ファイアウォール ポリシー ルールの位置情報オブジェクトを使用すると、特定の地理的位置またはリージョンに基づいて外部 IPv4 トラフィックと外部 IPv6 トラフィックをフィルタできます。
位置情報オブジェクトを含むルールを上り(内向き)トラフィックと下り(外向き)トラフィックに適用できます。トラフィックの方向に基づいて、国コードに関連付けられた IP アドレスがトラフィックの送信元または宛先と照合されます。
階層型ファイアウォール ポリシー、グローバル ネットワーク ファイアウォール ポリシー、リージョン ネットワーク ファイアウォール ポリシーの位置情報オブジェクトを構成できます。
ファイアウォール ポリシー ルールに位置情報を追加するには、ISO 3166 alpha-2 国コードで定義されている 2 文字の国 / 地域コードを使用します。
たとえば、米国からのネットワークへの受信トラフィックのみを許可する場合は、送信元の国コードを
US、アクションをallowに設定して、上り(内向き)ファイアウォール ポリシールールを作成します。同様に、米国へのアウトバウンド トラフィックのみを許可する場合は、宛先の国コードをUS、アクションをallowに設定して、下り(外向き)ファイアウォール ポリシールールを構成します。Cloud NGFW を使用すると、米国の包括的な制裁措置の対象となる次の地域のファイアウォール ルールを構成できます。

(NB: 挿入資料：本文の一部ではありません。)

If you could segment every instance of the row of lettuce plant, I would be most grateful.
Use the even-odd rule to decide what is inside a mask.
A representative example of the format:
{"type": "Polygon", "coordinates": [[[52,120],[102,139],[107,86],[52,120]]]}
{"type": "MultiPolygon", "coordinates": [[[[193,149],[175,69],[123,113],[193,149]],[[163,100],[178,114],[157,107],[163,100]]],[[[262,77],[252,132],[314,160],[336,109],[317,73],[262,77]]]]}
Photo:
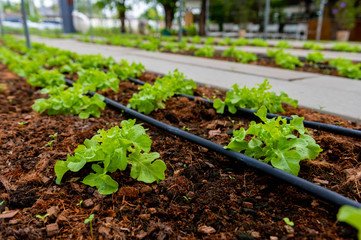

地域 割り当てられたコード クリミア XC 「ドネツク人民共和国」(自称)および「ルハンスク人民共和国」(自称) XD 1 つのファイアウォール ルールに重複する国コードが含まれている場合、その国コードのエントリは 1 つだけ保持されます。重複するエントリは削除されます。たとえば、国コードのリスト
ca,us,usでは、ca,usのみが保持されます。Google では、IP アドレスと国コードのマッピングを使用してデータベースを保守しています。Cloud de Confiance ファイアウォールは、このデータベースを使用して、送信元と宛先のトラフィックの IP アドレスを国コードにマッピングし、位置情報オブジェクトを使用して、一致するファイアウォール ポリシー ルールを適用します。
IP アドレスの割り当てと国コードは、次の条件で変更されることがあります。
- 地理的位置間での IP アドレスの移動
- ISO 3166 alpha-2 国コードの標準の更新
これらの変更が Google のデータベースに反映されるまでにはしばらく時間がかかるため、トラフィックが中断したり、特定のトラフィックがブロックされたり、許可されることがあります。
位置情報オブジェクトを他のファイアウォール ポリシールール フィルタとともに使用する
位置情報オブジェクトは、他のソースフィルタや宛先フィルタと併用できます。ルールの方向に応じて、指定されたすべてのフィルタの結合に一致する受信トラフィックまたは送信トラフィックにファイアウォール ポリシールールが適用されます。
位置情報オブジェクトが上り(内向き)ルールの他のソースフィルタでどのように機能するかについては、上り(内向き)ルールのソースを参照してください。
位置情報オブジェクトが下り(外向き)ルールの他の宛先フィルタとどのように連携するかについては、下り(外向き)ルールの宛先をご覧ください。